I support the new Balance Score Card (BSC) framework that all financial advisers will be subject to ("Financial sales reps face audits from next year"; Dec 11).
However, I also agree that clawing back commissions is unfair ("Unfair to hold back sales reps' commissions" by Mr Cheang Weng Keong ; last Thursday).
The BSC framework seeks to impose a financial penalty on financial advisers who fail to meet certain key performance indicators (KPI).
However, the framework does not encourage anyone to excel in his advisory duties.
Employees usually receive extra bonuses or are given a promotion for meeting certain KPIs.
Any human resource practitioner will agree that people work best when they are given incentives, since they encourage excellence.
The lack of bonuses, or being denied an expected promotion for failing to meet their KPIs, would already be a penalty for poor performance.
However, the financial advisory industry in Singapore seems to be the only occupation that deducts remuneration but provides no incentives for excellence.
I am aware there is nothing stopping financial institutions from rewarding advisers who demonstrate excellence in their work.
But many financial institutions have decided to cease deferred compensation such as a year-end bonus. The rationale is that if the remuneration has an unknown deferred component, it is administratively difficult to calculate the amount of remuneration to deduct in the event of an infraction.
While the BSC framework will ensure customers receive advice that is of a minimum standard, this could be all that they will receive.
But customers will not be satisfied with an adviser who is only required to meet just a minimum standard.
The Financial Advisers Act, (Section 27), in a nutshell, states that products that are recommended to customers must be done so on a reasonable basis.
Yet, advice that is "reasonable" does not necessarily take care of customers' interest.

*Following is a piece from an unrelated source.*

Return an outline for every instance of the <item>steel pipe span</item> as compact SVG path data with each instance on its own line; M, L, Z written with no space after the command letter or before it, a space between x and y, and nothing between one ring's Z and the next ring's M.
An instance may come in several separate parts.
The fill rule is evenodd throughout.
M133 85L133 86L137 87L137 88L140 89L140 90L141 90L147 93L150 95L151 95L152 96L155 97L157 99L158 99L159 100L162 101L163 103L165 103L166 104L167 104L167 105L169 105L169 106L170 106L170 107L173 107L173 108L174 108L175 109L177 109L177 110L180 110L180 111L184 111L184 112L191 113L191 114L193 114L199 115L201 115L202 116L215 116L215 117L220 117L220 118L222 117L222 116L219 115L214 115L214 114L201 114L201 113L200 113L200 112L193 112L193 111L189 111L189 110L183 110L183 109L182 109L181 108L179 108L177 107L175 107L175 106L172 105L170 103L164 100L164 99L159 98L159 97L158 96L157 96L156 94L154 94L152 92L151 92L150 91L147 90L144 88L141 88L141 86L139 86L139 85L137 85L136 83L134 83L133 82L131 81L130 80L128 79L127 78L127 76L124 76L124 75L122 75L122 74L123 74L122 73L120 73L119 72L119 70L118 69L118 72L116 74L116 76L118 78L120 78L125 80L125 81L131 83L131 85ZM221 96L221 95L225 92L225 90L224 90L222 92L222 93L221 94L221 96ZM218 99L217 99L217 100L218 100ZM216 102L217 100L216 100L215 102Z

If there are two products that are deemed suitable for the client, it is now more likely the product that provides a higher commission, probably also the more expensive product, will be recommended instead.
This is more likely than in the past as many financial institutions are now faced with lower profit margins - due to higher compliance costs - and know there is no financial penalty for recommending more expensive products, as long as they pass the "reasonable basis" test. Customers will have no recourse in such cases.
The authorities should consider replacing the penalty-based regime with one centred on incentives, in line with practices in the human resource industry.
Advisers who continue to flout the law by recommending unsuitable products should be dealt with separately, through mechanisms such as counselling, suspension or even termination.